The Beasts

Reviewed by Ian Payne

An educated couple move into a remote part of Spain. Their aim is to grow organic vegetables for market and renovate some derelict dwellings in order to bring back young people to the community. The Beasts is the story of the unravelling of a rural idyll as tensions between locals and these interlopers spiral into something infinitely more dark.

We first see Xan, holding court in the village bar – ignorant and loudmouthed, every pub has one. He and his brother have a feral dislike of Antoine, the incomer. In part this is simply because Antoine and his wife Olga are French. Principally though his hatred is down to the fact that Antoine's objection has stymied the sale of land to a wind farm company, depriving Xan of the money to get out of his desolate, hand-to-mouth existence.

The brothers' resentment escalates into actions designed to either provoke Antoine or persuade him to leave. Getting no help from the local police, Antoine starts to covertly film his encounters with the brothers and when this is discovered their actions become more and more threatening.

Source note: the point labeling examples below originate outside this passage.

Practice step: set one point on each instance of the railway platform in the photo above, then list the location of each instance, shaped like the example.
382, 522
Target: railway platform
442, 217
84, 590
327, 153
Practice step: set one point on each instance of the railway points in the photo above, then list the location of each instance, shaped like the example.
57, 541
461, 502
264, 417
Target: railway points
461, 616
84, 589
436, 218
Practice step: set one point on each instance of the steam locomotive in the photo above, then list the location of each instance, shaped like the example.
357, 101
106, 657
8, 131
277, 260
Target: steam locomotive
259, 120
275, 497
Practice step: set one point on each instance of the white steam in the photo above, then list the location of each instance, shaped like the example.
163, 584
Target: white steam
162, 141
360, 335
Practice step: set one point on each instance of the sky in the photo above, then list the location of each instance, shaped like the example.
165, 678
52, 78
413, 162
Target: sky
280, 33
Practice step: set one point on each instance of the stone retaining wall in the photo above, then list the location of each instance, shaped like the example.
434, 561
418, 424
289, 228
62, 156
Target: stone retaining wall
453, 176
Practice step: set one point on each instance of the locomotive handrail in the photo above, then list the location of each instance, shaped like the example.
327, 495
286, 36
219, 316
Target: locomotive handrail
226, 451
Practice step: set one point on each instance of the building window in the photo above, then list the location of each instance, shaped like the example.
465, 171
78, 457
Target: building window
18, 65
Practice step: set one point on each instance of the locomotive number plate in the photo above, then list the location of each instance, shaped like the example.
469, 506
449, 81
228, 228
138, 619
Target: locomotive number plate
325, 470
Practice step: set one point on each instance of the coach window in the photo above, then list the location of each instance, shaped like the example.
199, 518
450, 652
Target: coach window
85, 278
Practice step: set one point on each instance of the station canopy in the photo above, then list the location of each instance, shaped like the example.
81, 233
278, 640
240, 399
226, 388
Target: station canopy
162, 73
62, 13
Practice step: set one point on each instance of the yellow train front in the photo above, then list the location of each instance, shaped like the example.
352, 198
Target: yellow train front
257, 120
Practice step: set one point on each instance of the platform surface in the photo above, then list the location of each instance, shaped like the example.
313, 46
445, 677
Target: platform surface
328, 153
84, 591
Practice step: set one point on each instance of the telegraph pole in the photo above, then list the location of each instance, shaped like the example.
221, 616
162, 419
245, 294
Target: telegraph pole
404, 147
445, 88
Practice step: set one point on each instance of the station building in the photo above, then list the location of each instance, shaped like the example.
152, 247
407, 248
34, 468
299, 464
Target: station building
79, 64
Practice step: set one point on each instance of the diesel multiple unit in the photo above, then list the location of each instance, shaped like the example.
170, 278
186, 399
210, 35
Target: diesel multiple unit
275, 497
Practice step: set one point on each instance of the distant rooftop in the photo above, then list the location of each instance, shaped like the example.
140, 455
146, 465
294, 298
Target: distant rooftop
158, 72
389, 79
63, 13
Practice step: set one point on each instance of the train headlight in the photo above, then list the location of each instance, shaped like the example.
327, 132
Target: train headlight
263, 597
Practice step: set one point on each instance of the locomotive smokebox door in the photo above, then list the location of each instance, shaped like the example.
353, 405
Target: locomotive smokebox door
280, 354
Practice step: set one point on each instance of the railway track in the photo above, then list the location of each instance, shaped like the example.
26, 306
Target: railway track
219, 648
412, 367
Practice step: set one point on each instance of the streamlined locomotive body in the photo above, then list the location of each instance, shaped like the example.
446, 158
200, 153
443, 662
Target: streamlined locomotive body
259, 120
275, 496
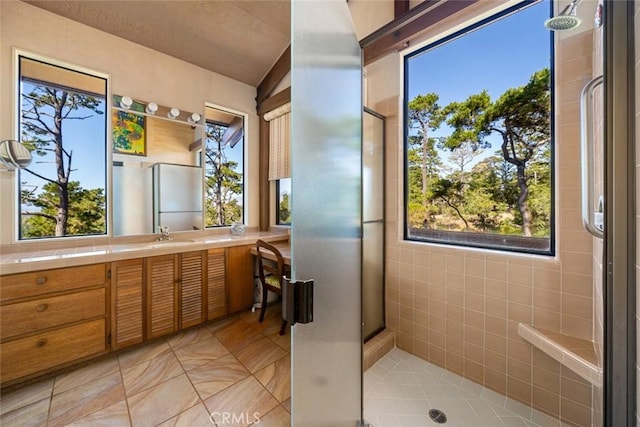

The fear that Olga feels is palpable and the director Rodrigo Sorogoyen expertly ramps up the tension, aided and abetted by a score that subtly evokes feelings of foreboding.

Antoine is superbly played by Denis Menochet, who we first saw in Keswick as an abusive and violent husband in Custody. Despite his bear-like physique and high principles, he is no match for the low cunning of the brothers. It is Olga who sees the matter through to a conclusion in a formidable display of strength and willpower.

Described as a psychological thriller, The Beasts had the Keswick audience utterly gripped as 137 minutes just flew by.